PRESS RELEASE: After 35th Death St. Catharines Communist Candidate Calls for All Niagara Candidates to Commit to Restoring Staff, Beds, and Services to Prevent More Loss

FOR IMMEDIATE RELEASE
September 22, 2011
Contact: Saleh Waziruddin
905 394 0029
saleh@votecommunist.ca
Platform at http://www.votecommunist.ca
Campaign blog: http://niagaracommunists.blogspot.com

After 35th Death St. Catharines Communist Candidate Calls for All Niagara Candidates to Commit to Restoring Staff, Beds, and Services to Prevent More Loss

ST. CATHARINES, ON – After yesterday’s announcement of the 35th death of a Niagara hospital patient from “superbug” outbreak-related infections, the Communist candidate for St. Catharines, Saleh Waziruddin, is calling on all candidates in the four Niagara ridings to publicly commit to restoring hospital staffing, beds, and services to prevent further loss of life. At an all-candidates meeting on Tuesday, September, 20th, hosted by the Niagara Health Coalition and the Retired Teachers of Ontario, Saleh was the only candidate to argue that elected officials should be held accountable for these deaths as they were predicted by nurses and unions and so were preventable.

Saleh explains “although the Niagara Health System chief of staff has said the outbreak is nearing its end, and news reports say only 12 infected patients remain isolated at the St. Catharines General Hospital, the underlying cause of the outbreaks remains a danger to the lives of Niagarans. Cuts in staff, beds, and services make for dangerous conditions and don’t allow for enough time or resources to properly clean rooms before patients move in. Our elected officials have been warned about this, including on April 28th by the Ontario Council of Hospital Unions as well as by individual hospital staff, yet the cuts have not been restored.”

According to a July 21 report by the Ontario Health Coalition, Ontario’s hospital bed occupancy rate of 97.8% is among the lowest in the industrialized world, and the UK Department of Health has set a target of 82%. Saleh is calling for an occupancy target of 80% and is asking all Niagara candidates to commit to occupancy of not more than 82% as “the high occupancy rates make it difficult to prevent infections and ‘terminally clean’ hospital rooms.” Giving a “terminal clean” to each affected room is the 1st Environmental Services recommendation of the June 29th report by the Infection Control Resource Team.
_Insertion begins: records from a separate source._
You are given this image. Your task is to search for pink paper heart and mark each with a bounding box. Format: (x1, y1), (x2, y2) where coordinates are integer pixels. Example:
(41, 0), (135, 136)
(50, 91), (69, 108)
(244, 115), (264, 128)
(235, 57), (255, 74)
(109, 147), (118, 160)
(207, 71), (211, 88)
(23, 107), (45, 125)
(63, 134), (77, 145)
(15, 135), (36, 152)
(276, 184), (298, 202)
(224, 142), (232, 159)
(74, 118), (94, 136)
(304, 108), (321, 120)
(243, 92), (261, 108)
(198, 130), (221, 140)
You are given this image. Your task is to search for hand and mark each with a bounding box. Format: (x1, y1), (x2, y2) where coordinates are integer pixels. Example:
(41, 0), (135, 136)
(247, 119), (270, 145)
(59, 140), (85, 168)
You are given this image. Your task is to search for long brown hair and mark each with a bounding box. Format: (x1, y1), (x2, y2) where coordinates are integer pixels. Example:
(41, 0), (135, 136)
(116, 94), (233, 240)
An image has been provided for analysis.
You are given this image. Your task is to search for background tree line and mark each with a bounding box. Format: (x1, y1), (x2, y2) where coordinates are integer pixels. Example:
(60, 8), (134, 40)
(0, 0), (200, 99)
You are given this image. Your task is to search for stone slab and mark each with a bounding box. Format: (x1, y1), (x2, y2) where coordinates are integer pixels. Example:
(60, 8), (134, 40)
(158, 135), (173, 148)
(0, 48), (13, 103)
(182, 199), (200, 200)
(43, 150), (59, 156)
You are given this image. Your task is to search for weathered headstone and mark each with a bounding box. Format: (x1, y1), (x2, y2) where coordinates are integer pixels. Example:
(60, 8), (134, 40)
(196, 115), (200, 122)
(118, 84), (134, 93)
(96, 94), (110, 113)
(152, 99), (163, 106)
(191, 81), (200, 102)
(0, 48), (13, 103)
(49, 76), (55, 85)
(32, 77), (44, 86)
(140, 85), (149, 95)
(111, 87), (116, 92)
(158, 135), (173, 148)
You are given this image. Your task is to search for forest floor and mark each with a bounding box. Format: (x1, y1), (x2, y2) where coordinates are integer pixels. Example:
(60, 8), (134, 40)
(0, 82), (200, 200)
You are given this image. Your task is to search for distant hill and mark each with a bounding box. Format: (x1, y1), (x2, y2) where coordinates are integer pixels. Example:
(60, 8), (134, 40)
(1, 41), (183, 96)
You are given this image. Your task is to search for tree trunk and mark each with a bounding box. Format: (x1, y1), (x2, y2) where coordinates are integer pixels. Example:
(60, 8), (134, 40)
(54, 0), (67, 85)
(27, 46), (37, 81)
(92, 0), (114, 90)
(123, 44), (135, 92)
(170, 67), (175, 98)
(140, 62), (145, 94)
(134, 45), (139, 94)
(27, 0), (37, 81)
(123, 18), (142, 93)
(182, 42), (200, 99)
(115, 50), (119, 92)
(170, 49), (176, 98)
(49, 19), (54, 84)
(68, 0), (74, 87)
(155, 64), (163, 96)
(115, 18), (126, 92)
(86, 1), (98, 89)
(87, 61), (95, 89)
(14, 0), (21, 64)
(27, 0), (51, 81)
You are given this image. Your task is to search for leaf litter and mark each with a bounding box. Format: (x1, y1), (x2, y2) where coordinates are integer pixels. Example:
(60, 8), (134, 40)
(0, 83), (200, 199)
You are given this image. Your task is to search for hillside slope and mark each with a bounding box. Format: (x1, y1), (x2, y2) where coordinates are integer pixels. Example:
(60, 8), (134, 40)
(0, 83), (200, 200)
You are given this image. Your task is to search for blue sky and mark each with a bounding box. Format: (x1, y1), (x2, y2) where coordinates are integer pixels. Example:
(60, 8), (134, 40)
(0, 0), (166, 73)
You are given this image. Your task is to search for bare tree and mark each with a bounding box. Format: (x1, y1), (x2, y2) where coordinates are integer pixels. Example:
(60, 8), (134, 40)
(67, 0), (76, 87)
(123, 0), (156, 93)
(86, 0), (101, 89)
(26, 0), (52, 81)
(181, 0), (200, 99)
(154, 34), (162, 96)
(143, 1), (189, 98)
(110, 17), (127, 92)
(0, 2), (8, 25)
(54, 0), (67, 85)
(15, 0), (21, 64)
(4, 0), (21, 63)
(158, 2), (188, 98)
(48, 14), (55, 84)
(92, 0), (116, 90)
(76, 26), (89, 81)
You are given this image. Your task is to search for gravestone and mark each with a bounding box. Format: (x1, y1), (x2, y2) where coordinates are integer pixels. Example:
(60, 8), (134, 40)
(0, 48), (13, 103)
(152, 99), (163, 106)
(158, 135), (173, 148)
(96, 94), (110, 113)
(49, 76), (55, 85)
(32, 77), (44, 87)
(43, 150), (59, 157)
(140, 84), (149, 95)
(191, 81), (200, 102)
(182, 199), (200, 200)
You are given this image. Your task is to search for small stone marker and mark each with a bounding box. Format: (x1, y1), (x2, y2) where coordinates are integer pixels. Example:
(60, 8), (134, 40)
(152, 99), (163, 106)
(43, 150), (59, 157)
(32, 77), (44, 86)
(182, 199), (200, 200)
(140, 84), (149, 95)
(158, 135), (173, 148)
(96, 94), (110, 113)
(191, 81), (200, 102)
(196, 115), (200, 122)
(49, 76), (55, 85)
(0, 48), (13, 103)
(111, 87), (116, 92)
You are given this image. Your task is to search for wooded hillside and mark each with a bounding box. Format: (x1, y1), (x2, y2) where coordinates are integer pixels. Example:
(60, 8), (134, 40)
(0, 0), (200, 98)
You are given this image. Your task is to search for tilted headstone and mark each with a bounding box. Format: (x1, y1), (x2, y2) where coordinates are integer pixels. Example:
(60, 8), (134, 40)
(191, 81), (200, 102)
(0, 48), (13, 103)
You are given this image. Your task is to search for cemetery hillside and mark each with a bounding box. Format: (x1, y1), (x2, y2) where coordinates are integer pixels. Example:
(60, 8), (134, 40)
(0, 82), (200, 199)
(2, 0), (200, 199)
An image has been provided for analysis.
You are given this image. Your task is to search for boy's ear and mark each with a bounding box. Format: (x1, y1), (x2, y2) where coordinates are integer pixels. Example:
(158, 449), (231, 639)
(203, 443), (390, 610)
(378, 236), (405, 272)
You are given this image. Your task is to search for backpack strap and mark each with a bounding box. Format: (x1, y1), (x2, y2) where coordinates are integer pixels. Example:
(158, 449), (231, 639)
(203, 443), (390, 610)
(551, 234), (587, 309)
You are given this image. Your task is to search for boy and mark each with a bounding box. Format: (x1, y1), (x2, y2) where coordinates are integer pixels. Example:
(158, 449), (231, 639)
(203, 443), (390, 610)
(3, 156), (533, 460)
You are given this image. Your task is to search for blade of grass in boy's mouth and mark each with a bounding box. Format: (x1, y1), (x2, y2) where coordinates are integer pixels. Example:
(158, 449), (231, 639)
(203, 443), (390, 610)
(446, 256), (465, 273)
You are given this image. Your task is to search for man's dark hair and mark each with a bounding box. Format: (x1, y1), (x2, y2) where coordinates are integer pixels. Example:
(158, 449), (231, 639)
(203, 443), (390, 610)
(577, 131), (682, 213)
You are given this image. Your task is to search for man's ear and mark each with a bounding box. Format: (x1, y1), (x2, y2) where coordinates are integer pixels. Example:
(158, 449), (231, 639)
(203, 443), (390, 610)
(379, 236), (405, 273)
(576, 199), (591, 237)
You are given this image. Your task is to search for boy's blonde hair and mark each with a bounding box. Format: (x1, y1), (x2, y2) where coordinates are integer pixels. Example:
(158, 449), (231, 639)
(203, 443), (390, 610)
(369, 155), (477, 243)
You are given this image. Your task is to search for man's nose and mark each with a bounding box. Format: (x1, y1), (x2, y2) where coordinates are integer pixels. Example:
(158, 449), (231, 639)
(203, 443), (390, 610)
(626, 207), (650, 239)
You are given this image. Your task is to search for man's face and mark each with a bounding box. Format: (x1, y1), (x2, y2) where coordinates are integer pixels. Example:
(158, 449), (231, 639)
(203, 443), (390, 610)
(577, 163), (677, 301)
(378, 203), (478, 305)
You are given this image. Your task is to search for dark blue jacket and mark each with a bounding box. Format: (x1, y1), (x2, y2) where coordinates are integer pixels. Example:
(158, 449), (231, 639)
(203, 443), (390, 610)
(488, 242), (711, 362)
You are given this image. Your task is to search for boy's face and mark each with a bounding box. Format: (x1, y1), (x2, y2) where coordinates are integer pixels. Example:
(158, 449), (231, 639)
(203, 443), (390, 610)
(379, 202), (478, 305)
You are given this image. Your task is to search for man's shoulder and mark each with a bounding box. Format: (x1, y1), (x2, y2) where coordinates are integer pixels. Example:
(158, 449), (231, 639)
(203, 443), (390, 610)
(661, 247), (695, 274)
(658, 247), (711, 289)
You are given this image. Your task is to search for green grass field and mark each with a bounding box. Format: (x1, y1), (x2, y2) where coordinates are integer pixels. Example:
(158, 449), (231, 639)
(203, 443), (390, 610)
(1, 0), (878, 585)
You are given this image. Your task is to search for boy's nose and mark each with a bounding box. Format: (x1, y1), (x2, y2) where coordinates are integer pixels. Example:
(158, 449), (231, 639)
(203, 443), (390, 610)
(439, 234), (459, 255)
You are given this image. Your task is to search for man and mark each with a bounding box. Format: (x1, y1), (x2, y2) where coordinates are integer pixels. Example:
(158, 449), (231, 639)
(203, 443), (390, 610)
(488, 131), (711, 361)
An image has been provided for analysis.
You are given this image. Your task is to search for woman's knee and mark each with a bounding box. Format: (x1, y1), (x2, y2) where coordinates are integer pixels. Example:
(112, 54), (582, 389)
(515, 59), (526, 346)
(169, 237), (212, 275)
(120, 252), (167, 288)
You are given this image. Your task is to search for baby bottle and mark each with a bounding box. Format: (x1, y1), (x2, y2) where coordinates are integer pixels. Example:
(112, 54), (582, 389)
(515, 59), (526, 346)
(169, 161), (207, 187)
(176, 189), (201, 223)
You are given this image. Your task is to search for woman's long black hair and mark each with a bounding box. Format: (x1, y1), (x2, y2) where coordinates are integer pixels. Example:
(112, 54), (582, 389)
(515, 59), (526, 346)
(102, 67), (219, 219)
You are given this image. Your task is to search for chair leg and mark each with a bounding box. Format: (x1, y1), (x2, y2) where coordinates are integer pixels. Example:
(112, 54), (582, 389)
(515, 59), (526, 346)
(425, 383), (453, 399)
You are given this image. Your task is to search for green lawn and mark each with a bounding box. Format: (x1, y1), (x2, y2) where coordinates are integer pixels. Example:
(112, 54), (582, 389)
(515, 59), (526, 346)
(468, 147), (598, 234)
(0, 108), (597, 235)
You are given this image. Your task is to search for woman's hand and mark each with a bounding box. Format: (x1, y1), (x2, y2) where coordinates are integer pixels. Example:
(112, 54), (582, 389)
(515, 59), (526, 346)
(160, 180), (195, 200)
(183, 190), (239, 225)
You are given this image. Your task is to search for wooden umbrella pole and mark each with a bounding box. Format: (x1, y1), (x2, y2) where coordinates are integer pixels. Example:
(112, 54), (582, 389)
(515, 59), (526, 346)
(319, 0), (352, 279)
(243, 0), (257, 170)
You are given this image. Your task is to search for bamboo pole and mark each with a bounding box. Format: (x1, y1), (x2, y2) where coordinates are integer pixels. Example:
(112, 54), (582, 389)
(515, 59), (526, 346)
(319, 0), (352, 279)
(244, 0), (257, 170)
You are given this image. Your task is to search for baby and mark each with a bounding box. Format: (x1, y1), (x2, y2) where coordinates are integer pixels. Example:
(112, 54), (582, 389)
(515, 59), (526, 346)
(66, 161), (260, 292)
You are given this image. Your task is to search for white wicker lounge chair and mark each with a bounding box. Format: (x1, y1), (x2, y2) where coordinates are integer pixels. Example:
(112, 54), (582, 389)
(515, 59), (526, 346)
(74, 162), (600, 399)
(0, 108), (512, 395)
The Communist Party of Canada (Ontario) calls for fully funding hospitals based on patient needs and not on reduced public services that are the result of corporate-tax giveaways. Ontario’s public spending and beds per patient are among the lowest of Canadian provinces. The Communist Party says this is the result of putting corporate greed, in the form of one of the lowest corporate tax rates in the industrial world, ahead of peoples needs. Saleh argues “low corporate taxes have only resulted in record profits and not new good jobs. Corporations should be made to pay their fair share instead of Niagarans paying the price for corporate greed with our lives. Instead of contracting out cleaning, where part of the hospital budget goes to private profits, hospitals must be 100% public so all dollars can go to patient care.”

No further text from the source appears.